Factor the denominator's quartic expression and employ partial fractions to establish a telescoping series.

\[ 1+4n^{4}=(2n^{2}-2n+1)(\,2n^{2}+2n+1\,). \]

Consequently,

\[ \frac{4n}{1+4n^{4}} =\frac{4n}{(2n^{2}-2n+1)(2n^{2}+2n+1)} =\frac{1}{2n^{2}-2n+1}-\frac{1}{2n^{2}+2n+1}. \]

Step-by-Step Solution:

Step 1: Restate each term using the aforementioned identity and aggregate from \(n=1\) to \(10\):

\[ S_{10}=\sum_{n=1}^{10}\left(\frac{1}{2n^{2}-2n+1}-\frac{1}{2n^{2}+2n+1}\right). \]
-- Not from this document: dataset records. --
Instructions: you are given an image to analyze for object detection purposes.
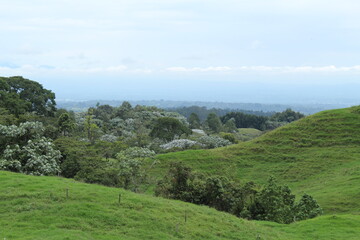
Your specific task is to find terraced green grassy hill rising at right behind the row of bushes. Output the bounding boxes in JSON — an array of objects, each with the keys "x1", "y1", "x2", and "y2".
[{"x1": 152, "y1": 107, "x2": 360, "y2": 214}]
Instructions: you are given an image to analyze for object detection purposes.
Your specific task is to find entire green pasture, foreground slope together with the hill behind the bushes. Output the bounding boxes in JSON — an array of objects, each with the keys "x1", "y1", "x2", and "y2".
[{"x1": 0, "y1": 107, "x2": 360, "y2": 240}]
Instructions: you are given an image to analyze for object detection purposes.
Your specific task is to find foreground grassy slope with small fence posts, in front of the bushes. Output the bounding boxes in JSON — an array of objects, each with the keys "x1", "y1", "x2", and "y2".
[{"x1": 0, "y1": 171, "x2": 360, "y2": 240}]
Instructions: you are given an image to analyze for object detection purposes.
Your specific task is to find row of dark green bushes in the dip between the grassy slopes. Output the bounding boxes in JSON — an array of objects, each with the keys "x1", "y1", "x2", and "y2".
[{"x1": 155, "y1": 162, "x2": 322, "y2": 223}]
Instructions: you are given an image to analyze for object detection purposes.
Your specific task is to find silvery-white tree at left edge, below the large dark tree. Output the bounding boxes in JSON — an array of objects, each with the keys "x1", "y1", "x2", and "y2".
[{"x1": 0, "y1": 122, "x2": 61, "y2": 175}]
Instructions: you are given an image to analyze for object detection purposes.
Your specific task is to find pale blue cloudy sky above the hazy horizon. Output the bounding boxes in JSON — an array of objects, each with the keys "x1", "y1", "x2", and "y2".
[{"x1": 0, "y1": 0, "x2": 360, "y2": 104}]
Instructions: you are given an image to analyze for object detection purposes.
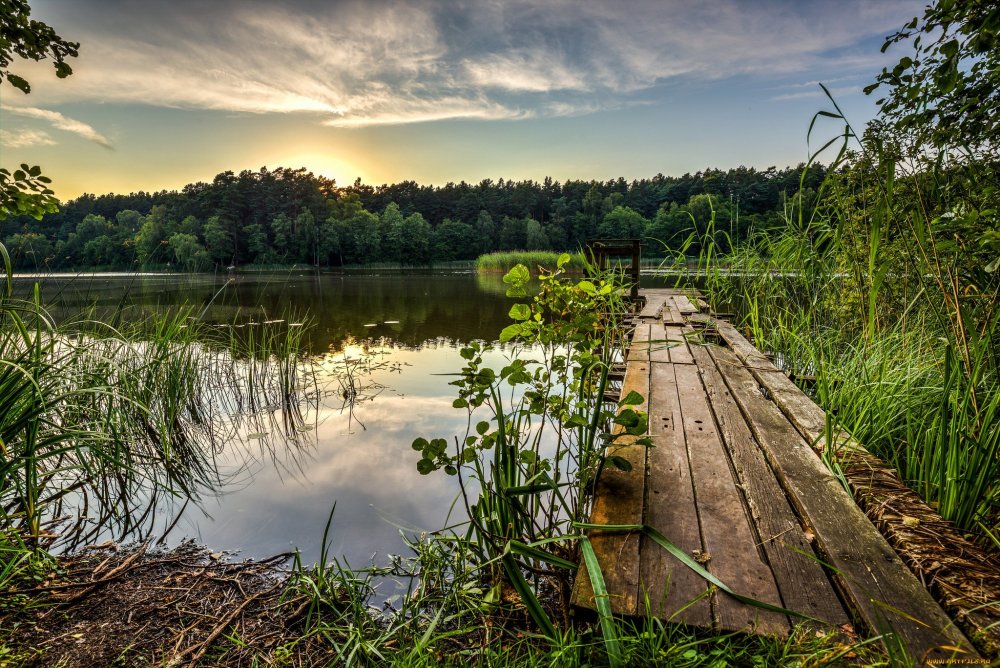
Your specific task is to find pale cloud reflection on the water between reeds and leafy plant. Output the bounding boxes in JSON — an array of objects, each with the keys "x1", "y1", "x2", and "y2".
[{"x1": 172, "y1": 348, "x2": 480, "y2": 566}]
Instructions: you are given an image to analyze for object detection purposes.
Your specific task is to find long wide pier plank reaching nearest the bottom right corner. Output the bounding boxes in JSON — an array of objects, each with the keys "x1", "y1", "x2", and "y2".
[{"x1": 720, "y1": 323, "x2": 975, "y2": 662}]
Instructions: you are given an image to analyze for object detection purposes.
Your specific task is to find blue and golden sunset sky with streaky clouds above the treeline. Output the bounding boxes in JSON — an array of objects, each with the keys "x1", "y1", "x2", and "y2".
[{"x1": 0, "y1": 0, "x2": 924, "y2": 200}]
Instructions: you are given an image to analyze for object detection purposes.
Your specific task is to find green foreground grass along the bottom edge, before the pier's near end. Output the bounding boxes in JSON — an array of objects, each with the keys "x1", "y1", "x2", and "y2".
[{"x1": 268, "y1": 508, "x2": 879, "y2": 668}]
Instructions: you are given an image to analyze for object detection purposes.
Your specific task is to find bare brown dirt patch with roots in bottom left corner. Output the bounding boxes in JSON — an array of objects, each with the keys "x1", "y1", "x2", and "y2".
[{"x1": 0, "y1": 543, "x2": 340, "y2": 666}]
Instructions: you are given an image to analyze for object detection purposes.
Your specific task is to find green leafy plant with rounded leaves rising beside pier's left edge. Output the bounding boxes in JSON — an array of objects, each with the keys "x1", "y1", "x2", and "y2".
[{"x1": 413, "y1": 254, "x2": 649, "y2": 639}]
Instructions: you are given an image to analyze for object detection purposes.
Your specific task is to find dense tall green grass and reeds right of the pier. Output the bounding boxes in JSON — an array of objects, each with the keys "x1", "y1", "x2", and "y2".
[{"x1": 696, "y1": 100, "x2": 1000, "y2": 549}]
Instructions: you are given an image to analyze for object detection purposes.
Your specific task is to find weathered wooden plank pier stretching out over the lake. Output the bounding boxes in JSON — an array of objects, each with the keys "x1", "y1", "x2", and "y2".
[{"x1": 573, "y1": 290, "x2": 977, "y2": 662}]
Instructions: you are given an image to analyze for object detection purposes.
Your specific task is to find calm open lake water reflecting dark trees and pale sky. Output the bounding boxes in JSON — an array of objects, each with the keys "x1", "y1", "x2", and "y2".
[{"x1": 17, "y1": 273, "x2": 676, "y2": 567}]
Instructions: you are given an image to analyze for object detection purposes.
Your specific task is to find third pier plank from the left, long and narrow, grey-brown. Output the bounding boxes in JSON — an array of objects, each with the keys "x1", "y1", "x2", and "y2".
[{"x1": 674, "y1": 365, "x2": 790, "y2": 635}]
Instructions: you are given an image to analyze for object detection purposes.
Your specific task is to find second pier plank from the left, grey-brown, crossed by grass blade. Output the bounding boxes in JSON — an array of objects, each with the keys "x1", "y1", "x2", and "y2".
[{"x1": 640, "y1": 363, "x2": 712, "y2": 626}]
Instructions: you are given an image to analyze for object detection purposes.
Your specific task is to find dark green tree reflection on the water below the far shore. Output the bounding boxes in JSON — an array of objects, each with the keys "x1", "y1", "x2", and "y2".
[{"x1": 19, "y1": 273, "x2": 512, "y2": 354}]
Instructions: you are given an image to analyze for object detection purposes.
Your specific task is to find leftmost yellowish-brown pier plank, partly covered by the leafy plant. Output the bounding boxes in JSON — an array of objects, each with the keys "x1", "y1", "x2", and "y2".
[{"x1": 572, "y1": 358, "x2": 649, "y2": 615}]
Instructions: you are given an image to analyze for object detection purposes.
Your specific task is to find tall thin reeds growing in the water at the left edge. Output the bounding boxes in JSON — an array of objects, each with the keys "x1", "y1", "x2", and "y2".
[{"x1": 0, "y1": 250, "x2": 315, "y2": 546}]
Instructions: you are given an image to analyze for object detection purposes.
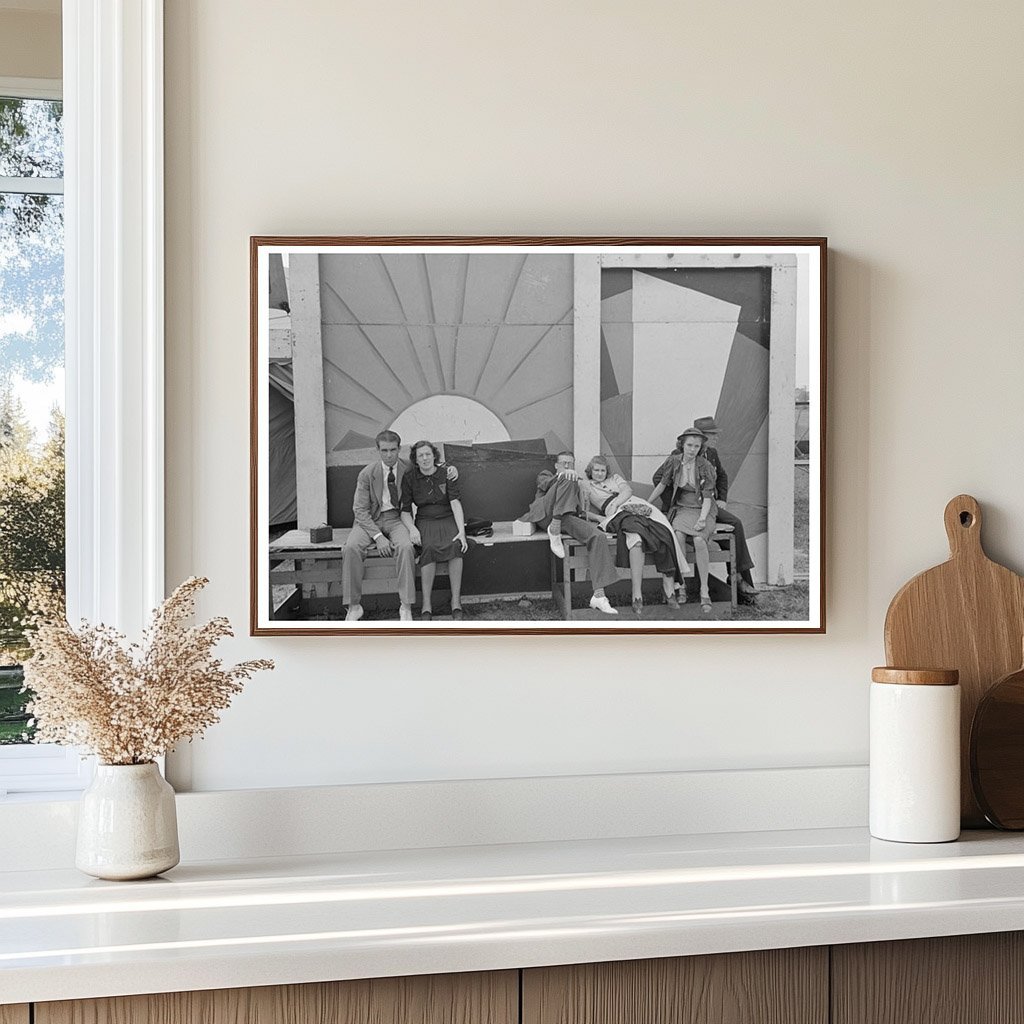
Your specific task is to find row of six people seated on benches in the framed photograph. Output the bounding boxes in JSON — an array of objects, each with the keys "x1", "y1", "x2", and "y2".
[{"x1": 341, "y1": 417, "x2": 753, "y2": 623}]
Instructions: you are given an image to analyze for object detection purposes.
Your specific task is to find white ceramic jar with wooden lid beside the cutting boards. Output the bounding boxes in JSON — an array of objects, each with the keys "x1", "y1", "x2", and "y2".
[{"x1": 869, "y1": 669, "x2": 961, "y2": 843}]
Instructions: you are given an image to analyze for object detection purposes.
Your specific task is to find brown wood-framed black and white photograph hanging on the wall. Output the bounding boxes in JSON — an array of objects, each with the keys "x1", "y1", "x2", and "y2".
[{"x1": 250, "y1": 237, "x2": 826, "y2": 635}]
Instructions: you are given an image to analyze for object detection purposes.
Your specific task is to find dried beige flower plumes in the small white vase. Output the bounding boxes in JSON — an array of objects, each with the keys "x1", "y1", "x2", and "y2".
[{"x1": 25, "y1": 577, "x2": 273, "y2": 765}]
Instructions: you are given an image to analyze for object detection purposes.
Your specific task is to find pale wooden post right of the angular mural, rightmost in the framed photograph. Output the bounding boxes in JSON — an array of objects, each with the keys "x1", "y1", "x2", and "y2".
[{"x1": 766, "y1": 261, "x2": 797, "y2": 584}]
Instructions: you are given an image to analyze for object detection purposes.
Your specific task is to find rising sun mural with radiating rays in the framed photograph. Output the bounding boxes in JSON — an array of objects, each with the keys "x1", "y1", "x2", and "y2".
[{"x1": 321, "y1": 253, "x2": 572, "y2": 456}]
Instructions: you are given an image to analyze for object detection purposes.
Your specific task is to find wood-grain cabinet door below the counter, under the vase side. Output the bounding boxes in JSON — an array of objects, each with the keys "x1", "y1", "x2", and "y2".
[{"x1": 35, "y1": 971, "x2": 519, "y2": 1024}]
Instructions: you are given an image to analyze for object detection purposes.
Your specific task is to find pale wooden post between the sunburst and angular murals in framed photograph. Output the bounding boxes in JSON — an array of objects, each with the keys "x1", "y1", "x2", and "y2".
[{"x1": 572, "y1": 253, "x2": 601, "y2": 460}]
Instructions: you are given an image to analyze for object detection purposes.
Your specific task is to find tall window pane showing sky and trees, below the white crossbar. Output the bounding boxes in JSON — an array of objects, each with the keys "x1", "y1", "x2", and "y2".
[{"x1": 0, "y1": 178, "x2": 65, "y2": 744}]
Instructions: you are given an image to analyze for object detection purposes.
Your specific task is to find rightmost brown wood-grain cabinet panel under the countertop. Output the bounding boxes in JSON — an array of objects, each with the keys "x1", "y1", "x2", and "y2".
[{"x1": 831, "y1": 932, "x2": 1024, "y2": 1024}]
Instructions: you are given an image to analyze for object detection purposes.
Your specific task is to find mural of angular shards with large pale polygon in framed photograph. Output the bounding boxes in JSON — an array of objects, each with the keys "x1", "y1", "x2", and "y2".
[{"x1": 601, "y1": 267, "x2": 771, "y2": 538}]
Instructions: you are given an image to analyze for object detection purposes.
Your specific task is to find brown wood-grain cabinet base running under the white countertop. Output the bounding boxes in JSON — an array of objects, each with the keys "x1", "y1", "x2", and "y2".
[{"x1": 16, "y1": 932, "x2": 1024, "y2": 1024}]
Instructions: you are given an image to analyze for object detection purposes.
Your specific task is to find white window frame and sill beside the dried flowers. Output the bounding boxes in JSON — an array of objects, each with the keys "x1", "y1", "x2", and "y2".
[{"x1": 0, "y1": 0, "x2": 164, "y2": 799}]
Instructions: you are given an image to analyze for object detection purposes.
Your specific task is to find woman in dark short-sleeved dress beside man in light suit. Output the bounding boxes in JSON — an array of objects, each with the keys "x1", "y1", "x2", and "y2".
[{"x1": 401, "y1": 441, "x2": 469, "y2": 620}]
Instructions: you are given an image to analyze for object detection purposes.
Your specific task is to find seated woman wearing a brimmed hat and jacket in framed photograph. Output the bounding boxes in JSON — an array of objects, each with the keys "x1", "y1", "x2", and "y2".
[{"x1": 649, "y1": 427, "x2": 718, "y2": 614}]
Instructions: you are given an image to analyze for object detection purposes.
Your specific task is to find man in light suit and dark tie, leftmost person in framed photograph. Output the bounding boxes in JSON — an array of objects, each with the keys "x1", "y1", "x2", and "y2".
[{"x1": 341, "y1": 430, "x2": 459, "y2": 623}]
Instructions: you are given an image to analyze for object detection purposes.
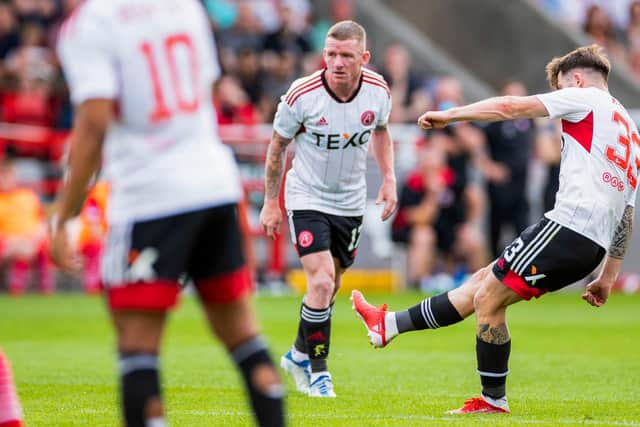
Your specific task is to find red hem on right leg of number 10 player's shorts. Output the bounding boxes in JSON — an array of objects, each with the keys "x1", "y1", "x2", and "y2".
[{"x1": 195, "y1": 266, "x2": 253, "y2": 304}]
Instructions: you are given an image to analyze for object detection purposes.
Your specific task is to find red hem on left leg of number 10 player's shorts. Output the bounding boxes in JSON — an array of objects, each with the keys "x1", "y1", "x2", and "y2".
[{"x1": 107, "y1": 280, "x2": 180, "y2": 311}]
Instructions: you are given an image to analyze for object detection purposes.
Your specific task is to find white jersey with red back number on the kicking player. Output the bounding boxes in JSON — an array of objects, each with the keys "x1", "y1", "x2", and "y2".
[{"x1": 536, "y1": 87, "x2": 640, "y2": 249}]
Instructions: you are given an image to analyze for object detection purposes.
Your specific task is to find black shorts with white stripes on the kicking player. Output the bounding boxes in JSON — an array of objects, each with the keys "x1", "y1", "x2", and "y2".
[{"x1": 493, "y1": 218, "x2": 606, "y2": 300}]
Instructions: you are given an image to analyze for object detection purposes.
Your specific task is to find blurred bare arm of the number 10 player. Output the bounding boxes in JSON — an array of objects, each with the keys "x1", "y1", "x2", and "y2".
[{"x1": 51, "y1": 99, "x2": 113, "y2": 271}]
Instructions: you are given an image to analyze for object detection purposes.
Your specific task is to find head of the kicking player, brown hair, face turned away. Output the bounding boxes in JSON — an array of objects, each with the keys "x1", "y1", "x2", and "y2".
[{"x1": 546, "y1": 44, "x2": 611, "y2": 89}]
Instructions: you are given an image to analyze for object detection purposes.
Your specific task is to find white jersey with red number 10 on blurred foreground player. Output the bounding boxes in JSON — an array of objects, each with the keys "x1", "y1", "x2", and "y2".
[{"x1": 58, "y1": 0, "x2": 241, "y2": 222}]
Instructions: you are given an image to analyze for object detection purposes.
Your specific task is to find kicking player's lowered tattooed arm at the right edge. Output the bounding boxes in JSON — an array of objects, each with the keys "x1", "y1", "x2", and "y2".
[{"x1": 582, "y1": 206, "x2": 633, "y2": 307}]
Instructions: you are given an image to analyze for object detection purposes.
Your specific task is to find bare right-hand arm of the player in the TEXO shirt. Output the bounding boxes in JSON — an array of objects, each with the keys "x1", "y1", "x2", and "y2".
[{"x1": 372, "y1": 125, "x2": 398, "y2": 221}]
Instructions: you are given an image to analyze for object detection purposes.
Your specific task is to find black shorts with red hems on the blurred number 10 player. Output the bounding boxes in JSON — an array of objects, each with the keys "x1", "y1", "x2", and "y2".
[{"x1": 102, "y1": 204, "x2": 250, "y2": 309}]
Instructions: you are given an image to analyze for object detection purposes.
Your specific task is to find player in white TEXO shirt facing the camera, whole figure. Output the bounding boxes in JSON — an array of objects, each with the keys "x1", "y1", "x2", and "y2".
[{"x1": 260, "y1": 21, "x2": 397, "y2": 397}]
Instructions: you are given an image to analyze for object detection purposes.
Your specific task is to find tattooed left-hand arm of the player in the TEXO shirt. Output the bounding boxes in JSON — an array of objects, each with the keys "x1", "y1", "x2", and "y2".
[{"x1": 260, "y1": 131, "x2": 291, "y2": 239}]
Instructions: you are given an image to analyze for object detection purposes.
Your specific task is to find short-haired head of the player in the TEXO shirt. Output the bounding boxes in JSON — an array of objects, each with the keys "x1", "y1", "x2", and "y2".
[{"x1": 323, "y1": 21, "x2": 371, "y2": 84}]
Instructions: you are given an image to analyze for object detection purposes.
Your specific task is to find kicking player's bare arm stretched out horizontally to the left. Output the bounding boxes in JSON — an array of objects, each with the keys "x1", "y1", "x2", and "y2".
[{"x1": 418, "y1": 96, "x2": 549, "y2": 130}]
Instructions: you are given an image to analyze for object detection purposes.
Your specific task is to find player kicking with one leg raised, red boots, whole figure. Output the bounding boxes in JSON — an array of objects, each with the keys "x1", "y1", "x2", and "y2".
[{"x1": 352, "y1": 45, "x2": 640, "y2": 413}]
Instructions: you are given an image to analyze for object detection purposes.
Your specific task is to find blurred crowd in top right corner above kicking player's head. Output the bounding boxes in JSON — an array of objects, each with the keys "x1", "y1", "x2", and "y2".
[{"x1": 536, "y1": 0, "x2": 640, "y2": 81}]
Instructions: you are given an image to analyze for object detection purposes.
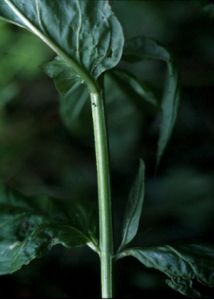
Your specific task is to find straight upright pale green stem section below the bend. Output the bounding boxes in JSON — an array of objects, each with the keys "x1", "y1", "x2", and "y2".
[{"x1": 91, "y1": 93, "x2": 113, "y2": 298}]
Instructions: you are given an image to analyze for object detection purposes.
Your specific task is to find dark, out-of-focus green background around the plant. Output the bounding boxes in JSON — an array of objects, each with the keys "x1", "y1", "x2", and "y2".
[{"x1": 0, "y1": 0, "x2": 214, "y2": 298}]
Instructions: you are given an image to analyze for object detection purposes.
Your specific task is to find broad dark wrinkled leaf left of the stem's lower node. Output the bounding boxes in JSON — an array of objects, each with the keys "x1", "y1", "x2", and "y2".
[{"x1": 0, "y1": 186, "x2": 97, "y2": 275}]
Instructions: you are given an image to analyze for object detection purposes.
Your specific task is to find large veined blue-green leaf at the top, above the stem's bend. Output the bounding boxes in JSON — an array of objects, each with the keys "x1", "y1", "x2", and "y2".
[{"x1": 0, "y1": 0, "x2": 124, "y2": 80}]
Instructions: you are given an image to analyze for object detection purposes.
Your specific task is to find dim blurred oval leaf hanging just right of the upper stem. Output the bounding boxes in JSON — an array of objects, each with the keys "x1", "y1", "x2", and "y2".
[{"x1": 104, "y1": 72, "x2": 142, "y2": 170}]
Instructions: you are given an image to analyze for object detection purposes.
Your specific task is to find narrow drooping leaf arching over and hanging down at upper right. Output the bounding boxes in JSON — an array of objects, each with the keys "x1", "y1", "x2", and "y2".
[{"x1": 124, "y1": 37, "x2": 180, "y2": 166}]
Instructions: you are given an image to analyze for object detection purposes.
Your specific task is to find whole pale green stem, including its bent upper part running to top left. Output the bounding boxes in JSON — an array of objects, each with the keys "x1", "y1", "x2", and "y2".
[{"x1": 3, "y1": 0, "x2": 113, "y2": 298}]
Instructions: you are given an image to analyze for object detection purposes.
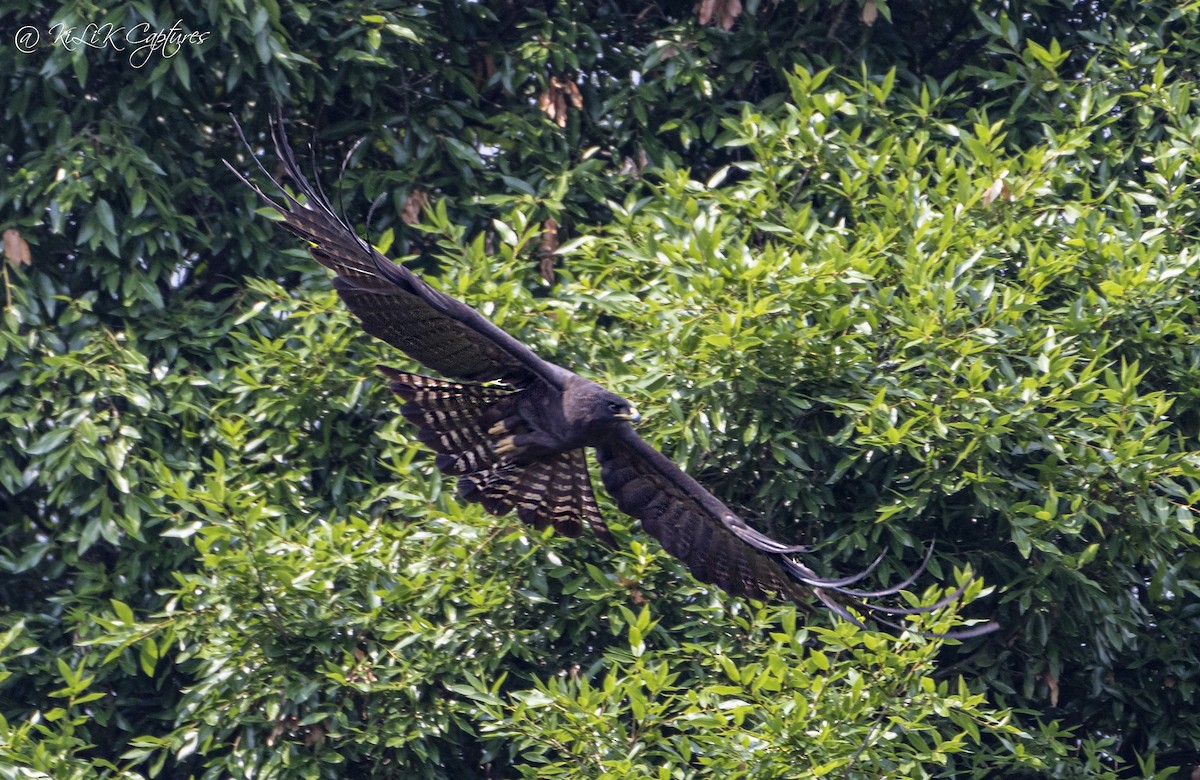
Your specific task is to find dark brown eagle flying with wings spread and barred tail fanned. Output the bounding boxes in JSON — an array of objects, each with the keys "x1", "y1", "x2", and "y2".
[{"x1": 226, "y1": 121, "x2": 980, "y2": 636}]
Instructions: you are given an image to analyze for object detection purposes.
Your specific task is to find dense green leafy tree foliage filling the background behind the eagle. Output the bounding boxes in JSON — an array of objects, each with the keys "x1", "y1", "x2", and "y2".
[{"x1": 0, "y1": 0, "x2": 1200, "y2": 779}]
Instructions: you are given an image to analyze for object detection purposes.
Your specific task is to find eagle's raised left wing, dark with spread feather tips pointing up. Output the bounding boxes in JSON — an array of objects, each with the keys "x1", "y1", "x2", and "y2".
[{"x1": 226, "y1": 121, "x2": 568, "y2": 388}]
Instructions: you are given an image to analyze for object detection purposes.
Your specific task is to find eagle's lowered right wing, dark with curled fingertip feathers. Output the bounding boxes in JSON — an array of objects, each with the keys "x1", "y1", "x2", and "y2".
[{"x1": 596, "y1": 426, "x2": 995, "y2": 638}]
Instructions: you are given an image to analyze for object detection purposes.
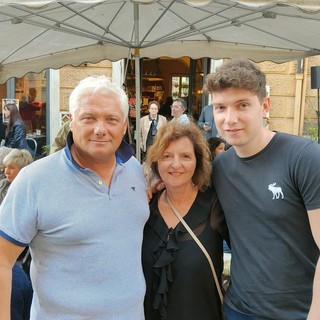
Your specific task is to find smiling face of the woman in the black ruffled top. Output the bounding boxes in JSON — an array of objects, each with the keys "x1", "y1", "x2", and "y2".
[{"x1": 158, "y1": 137, "x2": 196, "y2": 187}]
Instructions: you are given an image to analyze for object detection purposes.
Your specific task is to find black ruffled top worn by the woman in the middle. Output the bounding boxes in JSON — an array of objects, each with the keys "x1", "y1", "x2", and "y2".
[{"x1": 142, "y1": 190, "x2": 227, "y2": 320}]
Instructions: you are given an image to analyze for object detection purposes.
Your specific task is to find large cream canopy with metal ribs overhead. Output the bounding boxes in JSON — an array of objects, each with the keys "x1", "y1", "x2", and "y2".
[{"x1": 0, "y1": 0, "x2": 320, "y2": 83}]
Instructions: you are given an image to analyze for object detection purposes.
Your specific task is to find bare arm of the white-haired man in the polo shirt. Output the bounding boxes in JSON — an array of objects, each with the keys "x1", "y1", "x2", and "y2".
[{"x1": 0, "y1": 237, "x2": 24, "y2": 320}]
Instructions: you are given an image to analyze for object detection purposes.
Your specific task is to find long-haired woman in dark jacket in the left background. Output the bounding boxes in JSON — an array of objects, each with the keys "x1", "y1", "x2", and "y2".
[{"x1": 4, "y1": 103, "x2": 29, "y2": 150}]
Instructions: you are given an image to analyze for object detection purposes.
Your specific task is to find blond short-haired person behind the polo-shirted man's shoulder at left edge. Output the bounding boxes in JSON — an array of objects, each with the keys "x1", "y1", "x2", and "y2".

Step 2: Identify the telescoping property: the negative term corresponding to \(n\) cancels the positive term corresponding to \(n+1\), due to

\[ 2(n+1)^{2}-2(n+1)+1=2n^{2}+2n+1. \]

Step 3: Following the cancellation, only the initial positive term and the final negative term remain:

\[ S_{10}=\frac{1}{2\cdot1^{2}-2\cdot1+1}-\frac{1}{2\cdot10^{2}+2\cdot10+1} =1-\frac{1}{221} =\frac{220}{221}. \]

Final Computation & Result

Given \( \dfrac{m}{n}=\dfrac{220}{221} \) in its simplest form, the sum \( m+n \) is \( 220+221=\boxed{441} \).